Conducting disciplinary enquiries – when do you not need to counsel an employee for poor work performance and what knowledge can the chairperson have of the dispute prior to the enquiry?

In a recent case [now reported as Boss Logistics v Phopi and Others 2012 (3) SA 409 (LC)], an employer challenged the finding of the CCMA, which held that the employee was unfairly dismissed both procedurally and substantively. The CCMA found that the employee, who was dismissed within his first month at the new company, should have been properly performance managed and given training where necessary and that the chairperson, who had received an e-mail prior to the enquiry detailing the employer’s complaints against the employee, should not have chaired the meeting.
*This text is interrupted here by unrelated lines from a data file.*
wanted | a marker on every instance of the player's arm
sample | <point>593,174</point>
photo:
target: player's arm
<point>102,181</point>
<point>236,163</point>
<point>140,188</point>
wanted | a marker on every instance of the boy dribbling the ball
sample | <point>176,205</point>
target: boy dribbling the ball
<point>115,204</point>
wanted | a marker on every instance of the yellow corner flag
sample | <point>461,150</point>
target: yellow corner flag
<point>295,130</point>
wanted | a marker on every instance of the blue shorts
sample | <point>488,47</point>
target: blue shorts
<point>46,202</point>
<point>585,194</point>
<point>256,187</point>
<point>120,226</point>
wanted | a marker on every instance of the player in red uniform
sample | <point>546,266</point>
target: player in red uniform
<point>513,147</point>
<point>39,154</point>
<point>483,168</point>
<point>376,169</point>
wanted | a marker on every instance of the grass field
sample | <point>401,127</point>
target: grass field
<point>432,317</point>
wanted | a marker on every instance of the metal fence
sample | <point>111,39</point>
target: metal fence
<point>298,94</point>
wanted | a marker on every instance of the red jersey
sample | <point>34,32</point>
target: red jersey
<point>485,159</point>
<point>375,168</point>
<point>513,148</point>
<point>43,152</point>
In a review application to the Labour Appeal Court, the ruling of the CCMA was reversed and the court made some important remarks in its judgement on the aspect of poor work performance and the role of a chairperson:

  • Where an employee misrepresents his level of competence, skills and experience, he or she cannot reap the benefit thereof when it comes to poor work performance. An employee cannot demand training and performance counselling or other assistance, if he was placed into a position based on a misrepresentation of his skills and experience.
  • The standard of performance required, depends amongst others “upon the nature of the job and the complexity of, the volume or ambit of the work that had to be mastered, the nature and complexity of the employer’s operations, the qualifications and experience of the employee, the level of stress which is inherent in the position, the extent to which the employee is required to exercise his/her own initiative and the extent of the training or induction that may be required”.
  • The courts will not second-guess the time period which is reasonable to evaluate employees’ performance, except where there are indications that the employer “acted in bad faith or in a manner which was otherwise unfair to the employee”.
  • The “measure of instruction, counselling and guidance which an employer has to provide in order to enable an employee to meet the required standard of performance, is dependent on the level of seniority of the employee, his or her qualifications and experience”.
  • Different standards will apply to a manager or senior employee whose knowledge and experience qualify him or her to judge whether he or she is meeting the employer’s performance requirements. The employer in those cases is not required to draw the employee’s attention to the required standards and explore options how to remedy the situation by means of for example further training.
  • With regard to a chairperson, it is desirable for the chairperson not to have any knowledge of the matter prior to the disciplinary enquiry. If, however there are no grounds creating an apprehension that the chairperson was biased (in the Boss Logistics case, the employee only raised this matter at the CCMA for the first time and not at the disciplinary enquiry), having been influenced by the employer, then the mere sight of an e-mail detailing the employers intentions to have the employee dismissed and the complaints levelled against the employee, is not sufficient to render the disciplinary enquiry procedurally unfair.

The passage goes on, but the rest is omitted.